The debate of renting vs buying is still not settled, but the concept has both positives and negatives for the customers, depending on the level of use and service. Companies generally profit more by renting, helping them forecast their projections more efficiently (which provides a competitive advantage on its own). Keeping the market trends in mind, the practice of renting is likely to increase and spread to other industries in the future.
5. Emphasis on “Partial” Differentiation
Product Differentiation is the process of showcasing the difference between two products. The aim is to increase the attractiveness of a given product, in comparison to the competition. This strategy is one of the main contributors of competitive advantage.
With mega companies moving away from drastic changes and innovative overhauls, the differentiation strategy is being finely tuned and minimised to the bare minimum. The concept is to run with a tested and accepted product, with the least changes. There are many examples of these in the industry, such as the minimum difference between each generation of smart phones, sequels and prequels in the movie industry, and beauty products changing their packaging while contents inside usually staying the same.
The bulk of innovation is moving towards smaller businesses, and sometimes even individuals. In case of success, these start-ups are acquired by big businesses and made a part of the larger network. This, of course, minimises the risk of loses, as the product already has a market that can be grown further with the larger network. This trend points in the direction of increased “partial” differentiation, as more companies catch on to the trend and play it safe.
This article tries to outline the factors that may change the future of competitive strategy, and hence competitive advantage, as we know it. Scenarios have been derived from these changes, which provide an image of the future. The underlining assumption is the continuation of current trends into bigger market players.

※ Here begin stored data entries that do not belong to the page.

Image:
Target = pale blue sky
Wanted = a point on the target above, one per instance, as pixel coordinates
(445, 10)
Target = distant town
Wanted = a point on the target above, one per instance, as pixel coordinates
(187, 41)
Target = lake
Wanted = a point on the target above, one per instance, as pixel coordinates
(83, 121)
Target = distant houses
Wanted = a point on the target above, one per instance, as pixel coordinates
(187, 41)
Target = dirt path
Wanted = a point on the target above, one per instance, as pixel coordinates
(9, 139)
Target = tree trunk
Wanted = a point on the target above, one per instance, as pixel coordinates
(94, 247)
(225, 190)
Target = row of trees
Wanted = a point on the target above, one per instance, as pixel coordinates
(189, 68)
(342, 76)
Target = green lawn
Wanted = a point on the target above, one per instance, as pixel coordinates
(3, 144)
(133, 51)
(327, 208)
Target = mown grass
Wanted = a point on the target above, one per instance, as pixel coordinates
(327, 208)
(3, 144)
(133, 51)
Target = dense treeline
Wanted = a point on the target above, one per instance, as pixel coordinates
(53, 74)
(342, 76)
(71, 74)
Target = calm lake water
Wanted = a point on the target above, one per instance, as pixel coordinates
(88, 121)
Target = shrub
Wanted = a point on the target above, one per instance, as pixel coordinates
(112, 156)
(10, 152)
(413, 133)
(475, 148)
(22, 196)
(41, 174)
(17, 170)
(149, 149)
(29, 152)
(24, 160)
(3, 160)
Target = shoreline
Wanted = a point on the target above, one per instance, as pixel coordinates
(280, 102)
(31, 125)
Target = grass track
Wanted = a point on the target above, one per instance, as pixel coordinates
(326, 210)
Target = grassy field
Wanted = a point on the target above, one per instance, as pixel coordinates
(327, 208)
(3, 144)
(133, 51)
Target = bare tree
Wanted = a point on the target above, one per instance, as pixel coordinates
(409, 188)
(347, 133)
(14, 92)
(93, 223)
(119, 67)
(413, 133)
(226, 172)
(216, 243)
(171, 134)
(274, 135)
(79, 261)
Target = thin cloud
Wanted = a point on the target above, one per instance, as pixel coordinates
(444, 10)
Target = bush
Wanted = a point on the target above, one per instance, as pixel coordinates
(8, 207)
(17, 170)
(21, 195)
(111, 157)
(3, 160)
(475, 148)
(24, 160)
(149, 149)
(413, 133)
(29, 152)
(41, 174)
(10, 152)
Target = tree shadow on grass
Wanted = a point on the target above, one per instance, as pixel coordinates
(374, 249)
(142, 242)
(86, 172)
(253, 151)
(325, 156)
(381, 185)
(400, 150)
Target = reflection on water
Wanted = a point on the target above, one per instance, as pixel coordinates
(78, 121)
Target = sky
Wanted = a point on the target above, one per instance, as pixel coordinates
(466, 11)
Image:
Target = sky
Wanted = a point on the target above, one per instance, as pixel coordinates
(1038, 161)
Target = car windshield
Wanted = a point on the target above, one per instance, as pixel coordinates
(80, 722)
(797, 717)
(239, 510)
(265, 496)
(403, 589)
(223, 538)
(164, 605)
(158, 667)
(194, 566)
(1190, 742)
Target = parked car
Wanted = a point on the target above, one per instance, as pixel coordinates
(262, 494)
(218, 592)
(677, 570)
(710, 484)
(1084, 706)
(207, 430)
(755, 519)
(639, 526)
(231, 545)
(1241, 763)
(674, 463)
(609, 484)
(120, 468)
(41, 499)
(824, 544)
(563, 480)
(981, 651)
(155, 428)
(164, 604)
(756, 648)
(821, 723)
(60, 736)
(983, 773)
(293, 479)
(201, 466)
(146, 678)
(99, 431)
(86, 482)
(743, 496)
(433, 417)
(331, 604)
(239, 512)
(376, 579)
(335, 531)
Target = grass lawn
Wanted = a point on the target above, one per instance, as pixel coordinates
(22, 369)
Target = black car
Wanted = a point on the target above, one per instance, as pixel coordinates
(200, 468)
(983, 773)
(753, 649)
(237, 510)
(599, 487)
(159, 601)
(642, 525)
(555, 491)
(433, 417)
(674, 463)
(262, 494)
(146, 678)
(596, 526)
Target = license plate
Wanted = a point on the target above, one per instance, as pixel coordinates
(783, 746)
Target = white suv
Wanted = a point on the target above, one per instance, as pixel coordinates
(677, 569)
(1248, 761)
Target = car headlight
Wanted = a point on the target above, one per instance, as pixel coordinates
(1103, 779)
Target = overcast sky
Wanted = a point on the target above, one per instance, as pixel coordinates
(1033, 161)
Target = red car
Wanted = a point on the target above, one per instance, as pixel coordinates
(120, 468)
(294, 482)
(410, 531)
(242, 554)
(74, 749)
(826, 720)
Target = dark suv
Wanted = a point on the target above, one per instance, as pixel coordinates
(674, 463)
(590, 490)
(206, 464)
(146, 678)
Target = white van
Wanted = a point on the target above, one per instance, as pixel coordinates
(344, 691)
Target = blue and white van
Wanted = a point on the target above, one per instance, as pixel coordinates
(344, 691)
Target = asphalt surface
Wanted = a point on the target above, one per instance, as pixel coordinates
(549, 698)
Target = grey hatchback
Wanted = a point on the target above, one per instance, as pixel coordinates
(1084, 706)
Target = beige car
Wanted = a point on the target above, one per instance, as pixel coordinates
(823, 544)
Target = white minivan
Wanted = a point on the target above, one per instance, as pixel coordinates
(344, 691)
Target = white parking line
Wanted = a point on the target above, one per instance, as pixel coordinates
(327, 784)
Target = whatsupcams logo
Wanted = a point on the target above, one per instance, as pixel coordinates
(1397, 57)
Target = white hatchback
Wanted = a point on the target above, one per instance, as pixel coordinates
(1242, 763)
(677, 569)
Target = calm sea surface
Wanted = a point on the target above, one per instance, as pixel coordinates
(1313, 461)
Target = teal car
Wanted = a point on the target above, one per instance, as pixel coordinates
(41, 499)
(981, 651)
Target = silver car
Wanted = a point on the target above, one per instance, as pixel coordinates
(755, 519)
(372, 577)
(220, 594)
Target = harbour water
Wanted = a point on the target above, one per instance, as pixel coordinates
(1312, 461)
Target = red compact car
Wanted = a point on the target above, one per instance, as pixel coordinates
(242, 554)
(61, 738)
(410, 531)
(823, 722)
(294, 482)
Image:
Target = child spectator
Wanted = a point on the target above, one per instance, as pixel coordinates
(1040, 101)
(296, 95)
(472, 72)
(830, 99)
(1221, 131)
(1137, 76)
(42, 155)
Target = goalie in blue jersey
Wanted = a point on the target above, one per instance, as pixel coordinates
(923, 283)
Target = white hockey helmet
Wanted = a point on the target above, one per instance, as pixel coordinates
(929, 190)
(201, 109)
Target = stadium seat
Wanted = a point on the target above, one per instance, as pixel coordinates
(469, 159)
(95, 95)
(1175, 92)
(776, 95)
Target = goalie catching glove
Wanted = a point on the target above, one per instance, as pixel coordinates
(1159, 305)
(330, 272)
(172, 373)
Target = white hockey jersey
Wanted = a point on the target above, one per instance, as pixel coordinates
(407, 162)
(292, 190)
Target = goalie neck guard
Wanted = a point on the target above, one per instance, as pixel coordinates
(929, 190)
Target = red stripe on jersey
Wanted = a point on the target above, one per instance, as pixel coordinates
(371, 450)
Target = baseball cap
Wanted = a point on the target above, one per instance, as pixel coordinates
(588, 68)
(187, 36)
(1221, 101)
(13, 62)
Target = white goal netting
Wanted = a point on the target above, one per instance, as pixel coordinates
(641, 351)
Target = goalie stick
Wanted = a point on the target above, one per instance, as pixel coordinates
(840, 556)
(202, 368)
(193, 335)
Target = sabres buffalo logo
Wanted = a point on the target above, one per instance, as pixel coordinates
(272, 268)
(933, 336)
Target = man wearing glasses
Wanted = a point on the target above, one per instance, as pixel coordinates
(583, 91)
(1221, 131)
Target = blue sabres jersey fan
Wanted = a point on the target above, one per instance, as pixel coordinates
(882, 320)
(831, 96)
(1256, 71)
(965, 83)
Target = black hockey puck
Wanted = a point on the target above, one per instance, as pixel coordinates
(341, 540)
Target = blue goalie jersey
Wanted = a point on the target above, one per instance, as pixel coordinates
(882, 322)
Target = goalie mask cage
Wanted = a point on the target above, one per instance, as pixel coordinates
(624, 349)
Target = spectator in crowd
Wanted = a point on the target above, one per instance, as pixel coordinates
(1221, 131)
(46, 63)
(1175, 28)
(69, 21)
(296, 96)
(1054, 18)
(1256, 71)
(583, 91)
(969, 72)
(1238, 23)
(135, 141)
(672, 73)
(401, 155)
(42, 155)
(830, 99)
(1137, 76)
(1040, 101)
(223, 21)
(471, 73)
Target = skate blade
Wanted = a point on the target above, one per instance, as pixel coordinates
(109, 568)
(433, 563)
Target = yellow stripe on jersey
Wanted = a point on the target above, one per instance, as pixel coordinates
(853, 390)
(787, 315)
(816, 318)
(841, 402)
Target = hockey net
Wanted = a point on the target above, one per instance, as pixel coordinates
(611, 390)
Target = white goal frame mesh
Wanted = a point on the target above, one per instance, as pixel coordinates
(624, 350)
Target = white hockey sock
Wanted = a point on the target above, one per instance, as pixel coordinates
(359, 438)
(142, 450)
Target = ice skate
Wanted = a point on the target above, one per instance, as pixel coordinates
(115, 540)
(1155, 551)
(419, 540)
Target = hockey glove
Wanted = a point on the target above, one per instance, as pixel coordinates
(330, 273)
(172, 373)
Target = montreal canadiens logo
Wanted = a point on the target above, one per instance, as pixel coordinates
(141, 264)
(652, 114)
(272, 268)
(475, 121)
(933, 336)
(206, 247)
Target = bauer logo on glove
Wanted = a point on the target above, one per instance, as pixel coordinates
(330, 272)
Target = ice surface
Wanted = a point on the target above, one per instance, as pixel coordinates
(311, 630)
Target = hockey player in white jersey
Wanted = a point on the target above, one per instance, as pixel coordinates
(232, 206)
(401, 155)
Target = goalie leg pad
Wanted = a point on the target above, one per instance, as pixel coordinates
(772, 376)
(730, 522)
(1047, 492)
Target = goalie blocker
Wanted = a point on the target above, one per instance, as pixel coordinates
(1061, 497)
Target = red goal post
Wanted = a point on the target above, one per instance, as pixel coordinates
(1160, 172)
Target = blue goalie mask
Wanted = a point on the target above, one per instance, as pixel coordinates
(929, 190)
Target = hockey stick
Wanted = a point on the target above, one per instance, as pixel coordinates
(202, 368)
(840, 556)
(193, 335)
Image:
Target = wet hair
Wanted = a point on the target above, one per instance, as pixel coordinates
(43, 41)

Moving away from the line, the subject of the future of marketing is still a dubious one. Experts, along the years, have tried to predict this sector with mixed results. In 1966, John Louth drew up a list of six scenarios of marketing that have all come true in different capacities. These included Customer Domination, Increased Market Research, Rise of the Computer, Test Marketing, Field Selling and Global Planning. I am drawing towards the revival of Field Selling, considering the psychological changes (individualism) that have happened along with globalisation. People want to feel as unique creatures, even though there are arguments that we are more similar than we care to believe. There is always a higher level of uncertainty when trying to understand human emotions. Considerable work is available on the partial rationality of human kind, and sadly the marketing sector falls into that.
Other projections, i.e. Increased Inquisitions to gain bigger market shares, heightened outsourcing, renting diversification, and partial differentiation from the big players, make more sense in terms of intuition. Unless regulations are amended and bounds are in place for sizing, these trends will continue to progress and undermine traditional governance across the world. The results of such changes are yet to be seen.